Gossamer Wing

American Copper
Pictures: Fotolia |


Family Lycaenidae

Gossamer wings encompass over 4,700 species worldwide. This family group includes coppers, hairstreaks and blues. They are known for their symbiotic, and at times predatory, relationship with ants. As caterpillars, gossamers excrete a sugary liquid through specialized glands that ants enjoy. In return defenseless caterpillars are protected from predators. At times, however, caterpillars will turn on their defenders and attack ant mounds.

American Copper
Pictures: Fotolia |


Lycaena phlaeas

Butterfly Spotting: As it name suggests, the upper side of the forewings of this butterfly are copper. The hindwings are gray to black with a distinctive orange band along the bottom edge. The underside is gray. Seasonal temperatures can create variations in color.

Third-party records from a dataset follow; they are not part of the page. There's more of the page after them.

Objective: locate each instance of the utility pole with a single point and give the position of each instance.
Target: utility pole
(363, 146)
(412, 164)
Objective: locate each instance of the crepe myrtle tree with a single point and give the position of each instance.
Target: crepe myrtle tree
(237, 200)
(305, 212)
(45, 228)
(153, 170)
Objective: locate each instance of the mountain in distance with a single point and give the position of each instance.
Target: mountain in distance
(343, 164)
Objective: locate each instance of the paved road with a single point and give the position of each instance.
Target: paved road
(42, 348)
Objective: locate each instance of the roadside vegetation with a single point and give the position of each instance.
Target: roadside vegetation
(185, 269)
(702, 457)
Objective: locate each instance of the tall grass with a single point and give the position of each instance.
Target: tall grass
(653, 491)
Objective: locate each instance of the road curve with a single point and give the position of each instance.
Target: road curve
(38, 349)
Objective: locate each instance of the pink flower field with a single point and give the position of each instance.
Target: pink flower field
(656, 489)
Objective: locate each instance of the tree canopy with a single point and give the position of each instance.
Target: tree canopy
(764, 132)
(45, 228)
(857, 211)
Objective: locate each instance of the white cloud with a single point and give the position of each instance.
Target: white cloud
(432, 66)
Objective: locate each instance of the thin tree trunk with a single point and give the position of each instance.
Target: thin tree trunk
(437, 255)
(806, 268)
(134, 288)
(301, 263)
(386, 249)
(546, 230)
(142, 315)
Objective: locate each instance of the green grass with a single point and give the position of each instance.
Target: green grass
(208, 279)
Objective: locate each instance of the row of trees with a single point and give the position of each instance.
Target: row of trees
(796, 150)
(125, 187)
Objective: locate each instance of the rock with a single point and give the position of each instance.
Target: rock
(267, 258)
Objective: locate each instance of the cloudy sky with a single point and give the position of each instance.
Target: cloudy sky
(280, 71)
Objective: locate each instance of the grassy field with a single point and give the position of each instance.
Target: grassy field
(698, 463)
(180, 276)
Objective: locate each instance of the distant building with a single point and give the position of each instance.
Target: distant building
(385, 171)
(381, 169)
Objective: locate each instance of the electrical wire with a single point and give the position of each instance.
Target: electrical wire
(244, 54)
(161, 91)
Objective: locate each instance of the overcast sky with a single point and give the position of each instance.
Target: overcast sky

Backyard Tips: To attract the American copper to your garden try planting buttercup, butterflyweed, clover, yarrow and ox-eye daisy.

Banded Hairstreak
Pictures: Getty iStockphoto |


Satyrium calanus

Butterfly Spotting: Small and quick, the hairstreak group of butterflies are named for their hairlike tails. The banded hairstreak is dark brown. Two rows of black dashes outlined in white decorate the underside of the hindwings.

Backyard Tip: Although the banded hairstreak prefers milkweed, other plants such as dogbane, chinquapin, dogwood, New Jersey tea, meadowsweet, staghorn sumac, white sweet clover and yarrow can also make up its menu.

Gray Hairstreak
Pictures: Getty Images |


Strymon melinus

Butterfly Spotting: The upper side of the gray hairstreak is slate-gray. One large red spot sits on its hindwing near the hairlike tail. The underside is gray. Along its forewings and hindwings is a dark broken band outlined in white.

Backyard Tip: This butterfly enjoys nectar from a variety of flowers and plants including dogbane, milkweed, mint, wintercress and goldenrod.

Spring Azure
Pictures: iStockphoto |


Celastrina ladon

Butterfly Spotting: This petite early-spring butterfly is a member of the blues family. Summer broods and spring broods show color variations. For the male, spring coloring is a deep silvery-blue while summer butterflies are more violet-blue. Females have a coal-black border along their forewing and are slate-gray below in the spring. Summer finds the female much whiter with a black border on the forewing above and below a pale white with faint markings.

Backyard Tip: To attract spring azures to your garden try planting dogbane, privet, New Jersey tea, blackberry or milkweed.